U.S. Army Maj. Gen. Mark Graham knew his son, an ROTC cadet who was studying to be a military physician, was struggling with sadness, but said he didn't realize the depth of his depression until it was too late.

Graham and his wife, Carol, lost their son Kevin to suicide in 2003 when he was studying pre-med at the University of Kentucky. A second son, 2nd Lt. Jeff Graham, was killed by an improvised explosive device while serving in Iraq in 2004.

Graham, who served in the military for nearly 35 years, said early identification and intervention in mental health crises among military veterans are key to saving lives.

"This can happen to any family. It's important for everyone to know the warning signs," the retired major general said as he prepared to speak at the Wisconsin Department of Veterans Affairs Mental Health Summit and Veterans Stakeholders Symposium in Pewaukee on Friday.

The department is launching a program to help people who have regular contact with veterans understand and identify signs that someone is suicidal.

The goal of the Zero Veteran Suicide Initiative "is to completely prevent the terrible tragedy that is suicide," said Wisconsin Veterans Affairs Secretary John A. Scocos.

According to the U.S. Department of Veterans Affairs, an average of 20 veterans died by suicide each day in 2014. That same year, veterans accounted for 18 percent of all deaths by suicide in the United States, according to department statistics.

A steering committee comprised of representatives from veterans groups, the Department of Health Services and others will decide how to implement the training of veterans' relatives, volunteers and non-clinical staff at veterans' facilities.

Vietnam War veteran Ron Worthey lost his good friend Chris Surdyk to suicide last year. Worthey said the 32-year-old Army veteran had served a couple of tours in Iraq and suffered from post-traumatic stress disorder.
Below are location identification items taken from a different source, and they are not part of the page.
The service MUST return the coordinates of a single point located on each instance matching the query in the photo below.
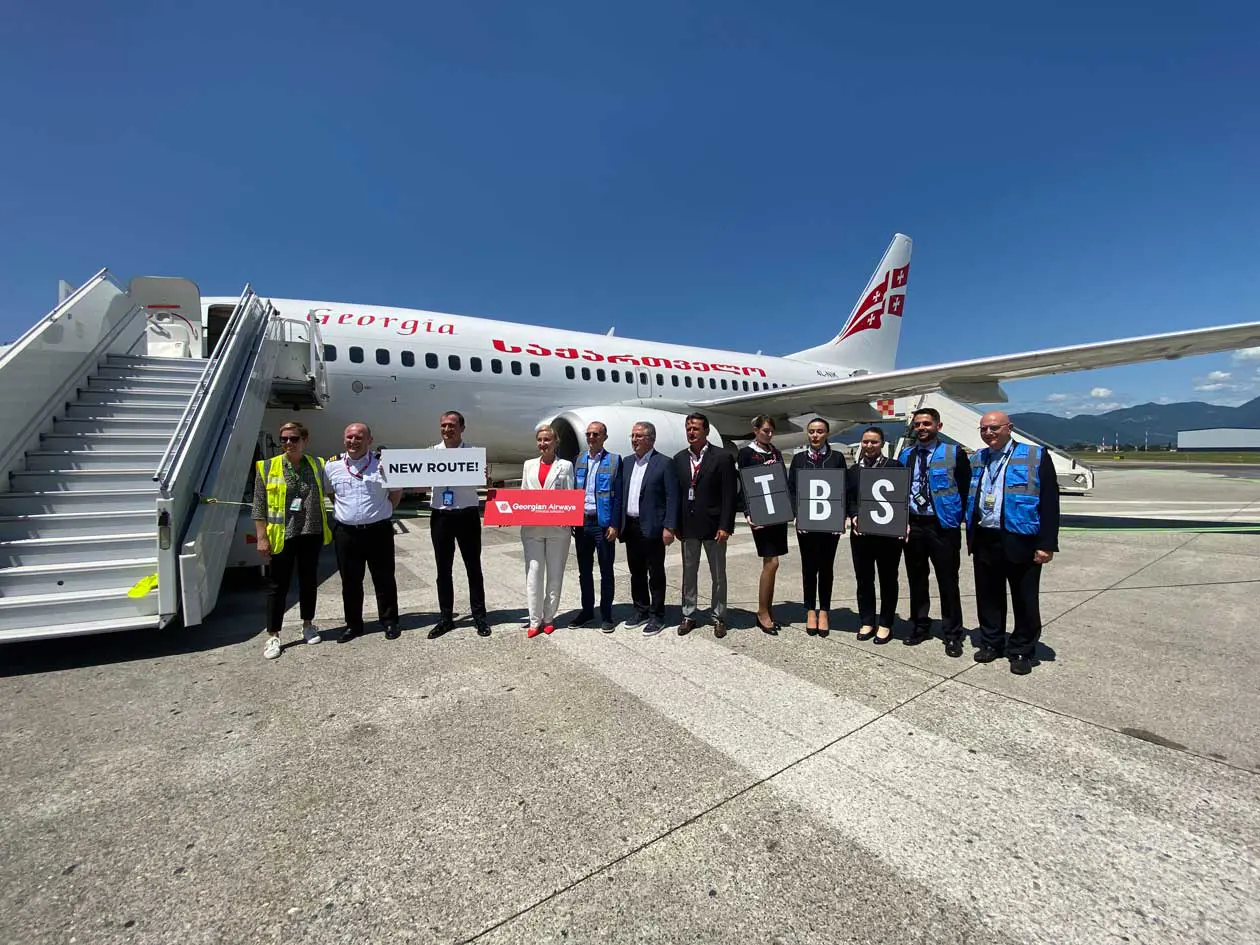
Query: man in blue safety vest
(599, 474)
(939, 475)
(1012, 529)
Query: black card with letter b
(883, 495)
(820, 499)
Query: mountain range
(1154, 423)
(1134, 425)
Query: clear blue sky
(721, 173)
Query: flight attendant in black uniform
(817, 548)
(771, 541)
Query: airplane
(398, 369)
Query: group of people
(1004, 495)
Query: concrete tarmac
(586, 788)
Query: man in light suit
(1012, 531)
(707, 484)
(648, 515)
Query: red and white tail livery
(868, 339)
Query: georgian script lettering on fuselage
(644, 360)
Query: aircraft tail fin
(868, 340)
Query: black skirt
(771, 541)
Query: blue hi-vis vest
(605, 474)
(1021, 488)
(946, 500)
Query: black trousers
(871, 553)
(447, 527)
(994, 572)
(301, 555)
(818, 567)
(941, 548)
(592, 543)
(369, 547)
(647, 561)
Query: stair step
(38, 616)
(122, 378)
(78, 502)
(76, 480)
(168, 412)
(85, 523)
(115, 425)
(145, 363)
(103, 442)
(74, 577)
(56, 460)
(134, 396)
(77, 548)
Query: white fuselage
(398, 369)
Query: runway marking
(1038, 858)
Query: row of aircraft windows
(713, 383)
(475, 364)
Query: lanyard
(696, 463)
(352, 470)
(990, 479)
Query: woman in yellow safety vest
(291, 527)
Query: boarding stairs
(102, 517)
(962, 423)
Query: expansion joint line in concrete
(696, 818)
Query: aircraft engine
(670, 429)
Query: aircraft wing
(979, 381)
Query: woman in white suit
(546, 546)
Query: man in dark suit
(647, 521)
(707, 485)
(1012, 529)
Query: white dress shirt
(465, 495)
(640, 468)
(359, 494)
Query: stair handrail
(178, 445)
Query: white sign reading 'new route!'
(415, 469)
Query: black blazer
(853, 480)
(716, 485)
(834, 459)
(658, 500)
(1019, 547)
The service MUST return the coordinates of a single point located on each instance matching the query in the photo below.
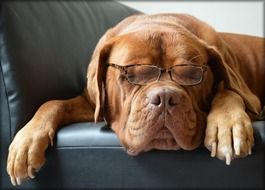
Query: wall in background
(225, 16)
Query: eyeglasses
(184, 74)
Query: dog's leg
(27, 151)
(229, 133)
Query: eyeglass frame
(123, 69)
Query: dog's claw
(18, 181)
(228, 159)
(213, 152)
(237, 146)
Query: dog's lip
(132, 152)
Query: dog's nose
(163, 97)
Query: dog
(164, 81)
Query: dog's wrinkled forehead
(157, 48)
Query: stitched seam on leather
(88, 147)
(2, 49)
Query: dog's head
(154, 84)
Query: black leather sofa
(45, 49)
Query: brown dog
(166, 81)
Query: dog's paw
(229, 135)
(27, 152)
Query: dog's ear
(227, 72)
(96, 77)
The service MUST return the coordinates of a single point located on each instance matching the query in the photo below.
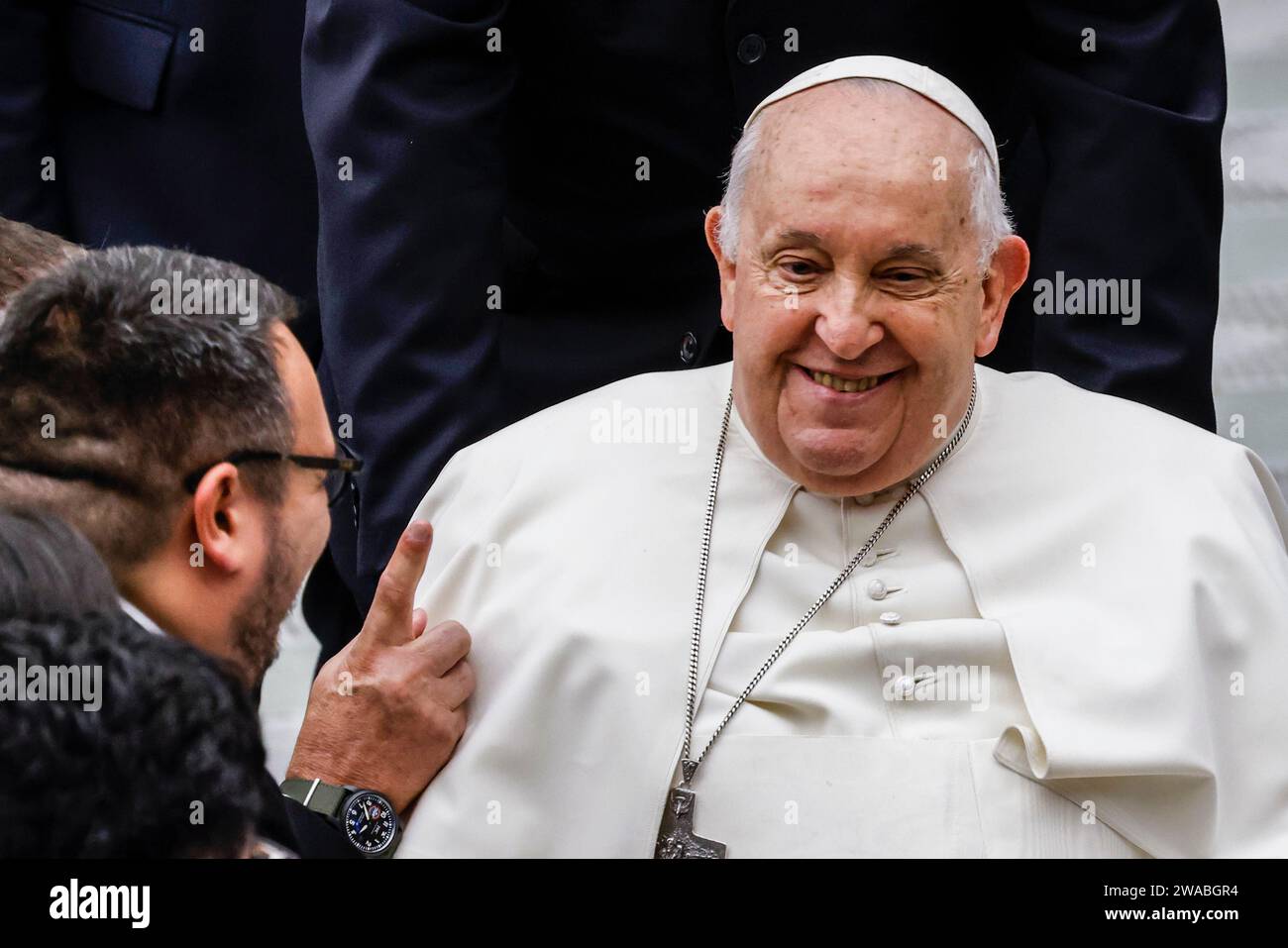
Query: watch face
(370, 822)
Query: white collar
(138, 616)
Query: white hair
(988, 210)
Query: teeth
(838, 384)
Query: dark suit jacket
(158, 143)
(477, 171)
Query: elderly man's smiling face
(855, 299)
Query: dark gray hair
(108, 399)
(50, 571)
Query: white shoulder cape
(1155, 679)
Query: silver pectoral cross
(677, 839)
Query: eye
(905, 275)
(798, 268)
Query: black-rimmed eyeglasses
(339, 471)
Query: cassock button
(688, 348)
(751, 48)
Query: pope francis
(853, 594)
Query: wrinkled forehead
(890, 158)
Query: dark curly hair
(107, 404)
(174, 729)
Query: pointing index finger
(390, 620)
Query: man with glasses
(191, 446)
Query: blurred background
(1249, 373)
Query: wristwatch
(368, 818)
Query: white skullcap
(919, 78)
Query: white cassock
(1072, 643)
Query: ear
(1006, 273)
(222, 519)
(728, 268)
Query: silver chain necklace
(677, 839)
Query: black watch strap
(317, 796)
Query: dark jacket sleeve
(1131, 137)
(27, 133)
(411, 94)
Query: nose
(845, 325)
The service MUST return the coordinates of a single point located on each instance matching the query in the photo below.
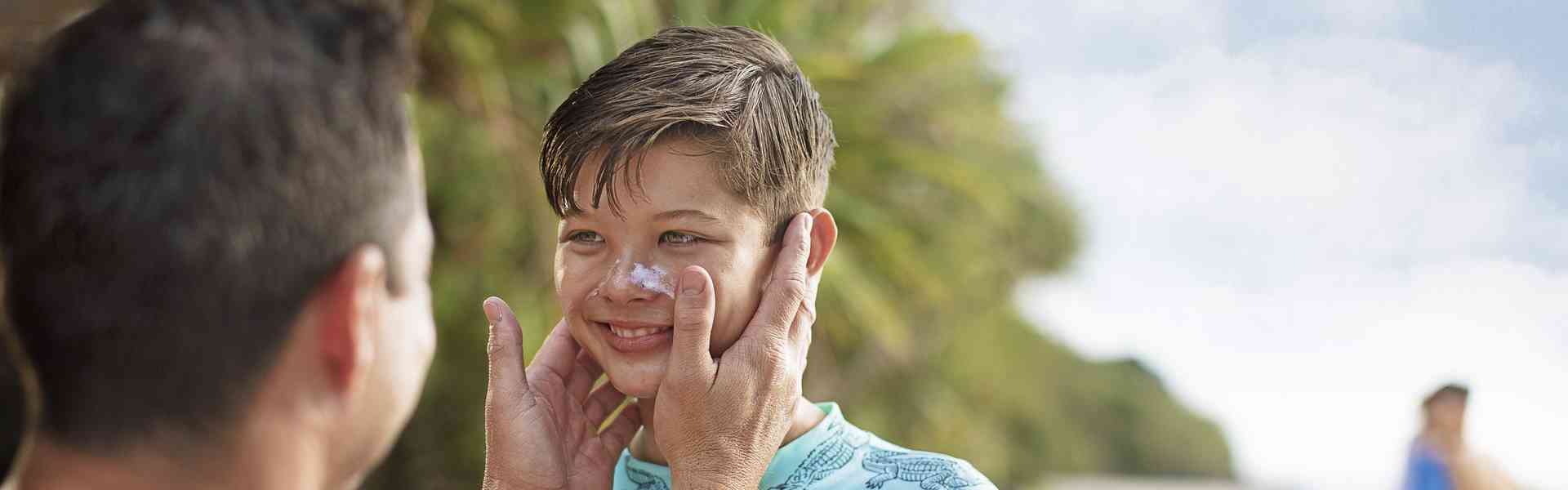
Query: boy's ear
(823, 234)
(345, 314)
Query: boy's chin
(637, 381)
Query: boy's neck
(804, 418)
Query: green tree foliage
(941, 202)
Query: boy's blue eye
(586, 238)
(675, 238)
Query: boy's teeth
(637, 332)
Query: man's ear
(345, 316)
(823, 234)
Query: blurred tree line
(941, 202)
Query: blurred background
(1084, 244)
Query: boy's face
(615, 277)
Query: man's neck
(259, 466)
(804, 418)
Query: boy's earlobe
(823, 234)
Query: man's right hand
(722, 420)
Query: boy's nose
(630, 282)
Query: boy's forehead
(666, 178)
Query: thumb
(693, 324)
(506, 347)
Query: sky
(1308, 216)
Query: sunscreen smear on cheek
(651, 278)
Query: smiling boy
(688, 154)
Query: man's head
(1445, 408)
(216, 209)
(702, 143)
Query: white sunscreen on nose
(653, 278)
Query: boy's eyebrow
(692, 214)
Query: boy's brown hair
(733, 91)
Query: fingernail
(492, 310)
(690, 282)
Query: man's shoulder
(850, 457)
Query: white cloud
(1305, 233)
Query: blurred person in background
(1438, 456)
(216, 260)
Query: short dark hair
(177, 178)
(729, 88)
(1450, 390)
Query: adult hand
(722, 420)
(541, 423)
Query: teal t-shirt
(835, 454)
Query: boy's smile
(615, 275)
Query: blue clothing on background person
(1426, 470)
(833, 456)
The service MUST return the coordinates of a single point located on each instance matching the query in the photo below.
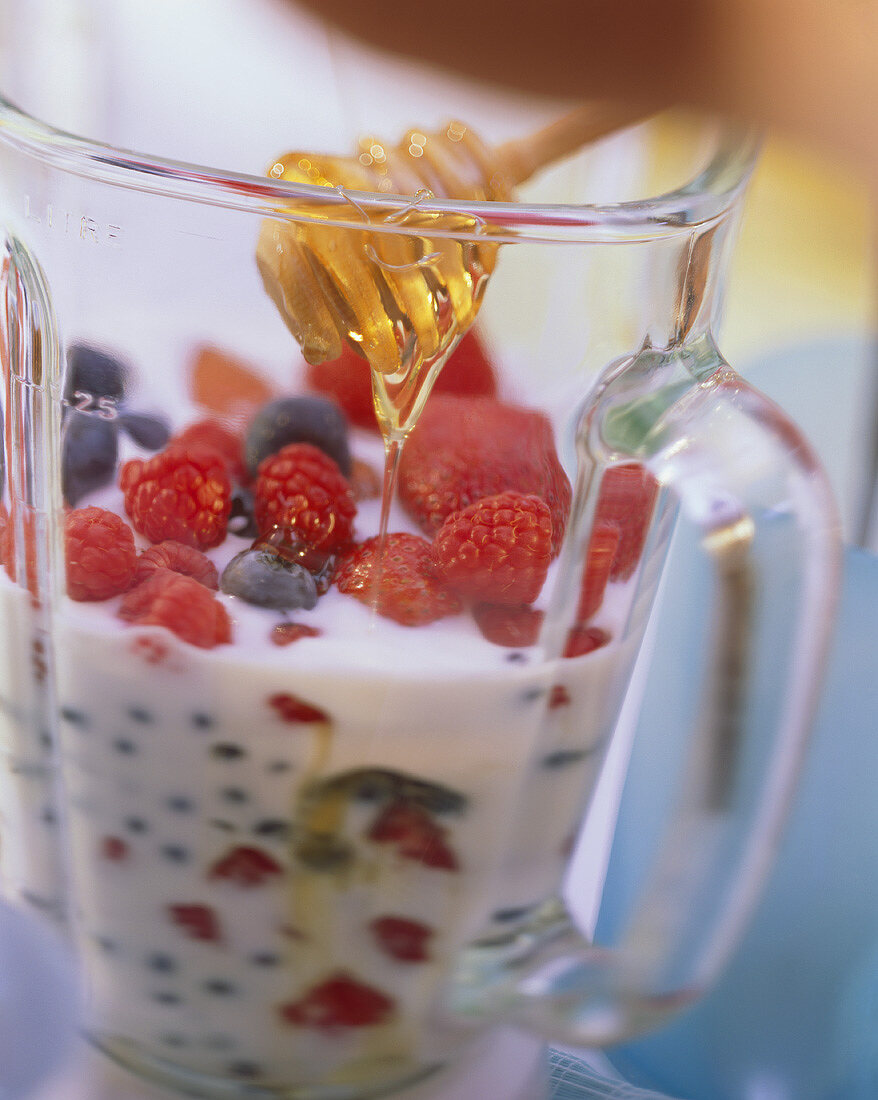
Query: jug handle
(750, 484)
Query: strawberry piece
(178, 558)
(584, 639)
(365, 481)
(626, 499)
(340, 1001)
(402, 938)
(294, 710)
(285, 634)
(348, 380)
(507, 625)
(180, 605)
(416, 836)
(182, 493)
(216, 437)
(199, 922)
(496, 550)
(226, 385)
(603, 548)
(410, 592)
(303, 490)
(113, 848)
(468, 448)
(99, 552)
(247, 867)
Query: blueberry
(269, 580)
(95, 373)
(298, 420)
(241, 520)
(89, 451)
(151, 432)
(283, 542)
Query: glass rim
(704, 199)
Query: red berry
(402, 938)
(410, 592)
(348, 380)
(584, 639)
(199, 922)
(340, 1001)
(365, 481)
(285, 634)
(8, 548)
(182, 605)
(626, 499)
(468, 371)
(179, 559)
(468, 448)
(100, 554)
(416, 836)
(247, 867)
(113, 848)
(182, 493)
(216, 437)
(303, 490)
(294, 710)
(602, 551)
(507, 625)
(496, 550)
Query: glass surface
(326, 696)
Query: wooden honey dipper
(403, 298)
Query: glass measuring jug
(310, 847)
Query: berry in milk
(286, 821)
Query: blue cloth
(796, 1014)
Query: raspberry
(182, 605)
(348, 380)
(179, 559)
(467, 448)
(216, 437)
(285, 634)
(225, 385)
(199, 922)
(100, 554)
(409, 593)
(294, 710)
(496, 550)
(626, 499)
(507, 625)
(303, 490)
(415, 836)
(180, 493)
(402, 938)
(340, 1001)
(247, 867)
(602, 551)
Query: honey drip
(390, 287)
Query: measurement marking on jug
(72, 224)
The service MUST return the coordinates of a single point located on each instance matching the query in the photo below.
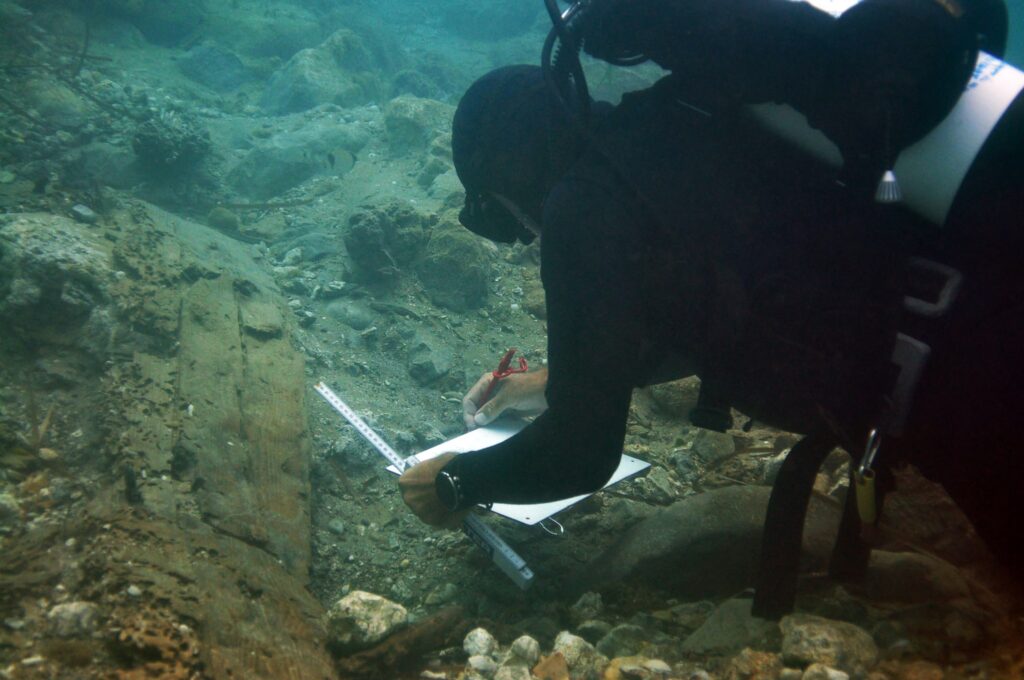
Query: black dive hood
(872, 78)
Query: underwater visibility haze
(206, 209)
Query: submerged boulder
(290, 158)
(707, 545)
(339, 71)
(360, 620)
(455, 269)
(211, 65)
(53, 274)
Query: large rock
(211, 65)
(413, 123)
(105, 163)
(77, 619)
(809, 639)
(339, 71)
(383, 241)
(53, 275)
(55, 102)
(913, 578)
(728, 630)
(584, 661)
(455, 269)
(360, 620)
(290, 158)
(203, 567)
(707, 545)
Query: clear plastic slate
(500, 430)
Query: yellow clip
(864, 479)
(865, 497)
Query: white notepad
(502, 429)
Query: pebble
(84, 214)
(73, 619)
(485, 666)
(479, 642)
(822, 672)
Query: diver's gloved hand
(419, 493)
(520, 393)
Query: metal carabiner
(560, 532)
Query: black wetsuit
(675, 220)
(668, 212)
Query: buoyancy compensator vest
(872, 76)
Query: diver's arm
(589, 266)
(520, 393)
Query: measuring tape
(499, 551)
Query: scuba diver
(679, 237)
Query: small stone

Worthey, 68, and Surdyk belonged to the volunteer veterans support group, Souls of Honor, based in Wausau.

Worthey said he believes he could have prevented his friend from taking his own life with a firearm at home last October.

"I could have gone in there and talked to him," Worthey said. "Veterans know they're messed up, but the family members don't know why they're angry. When you're in combat, you have to bury all your emotions. The only emotion you can't bury is anger and anger always comes out."

Worthey, president of Souls of Honor, has talked to Scocos about additional mental health training to help veterans, including more education for police officers who may respond to a volatile situation involving a troubled vet.

Jim and Jody Hunn buried their son, Christopher, at Southern Wisconsin Veterans Memorial Cemetery following his death last November at age 28.

Hunn was an Army soldier who served in Iraq. Jim Hunn said Christopher battled post-traumatic stress disorder and died of an overdose after being treated at the Tomah Veterans Affairs Medical Center.

"We didn't recognize it with our son until he had some severe addiction issues. It didn't come to us until two years after he was out (of the military.) Then sleep deprivation and anxiety were just overwhelming," Hunn said.

The veteran's family and friends have created a Facebook page, "Army of Hunn," to raise awareness of PTSD and its effects on veterans.

The Wisconsin Department of Veterans Affairs will use a 90-minute suicide prevention training module called QPR, and like CPR it's aimed at saving lives. QPR, which stands for 'question, persuade and refer,' was established in 1995 by Paul Quinnett to identify and interrupt a mental health crisis and direct that person to the proper care.

The QPR Institute said that because many suicides happen in family settings where emergency interventions are more likely to take place, it recommends at least one person in the family be trained in the protocol.

The Grahams established the Jeffrey C. and Kevin A. Graham Memorial Fund to provide the QPR suicide prevention program at the University of Kentucky, where Kevin was a senior on a scholarship.

"We didn't know how serious it was at the time," Graham said "We wanted his death to not be in vain, but to help others."

About 413,000 military veterans live in Wisconsin.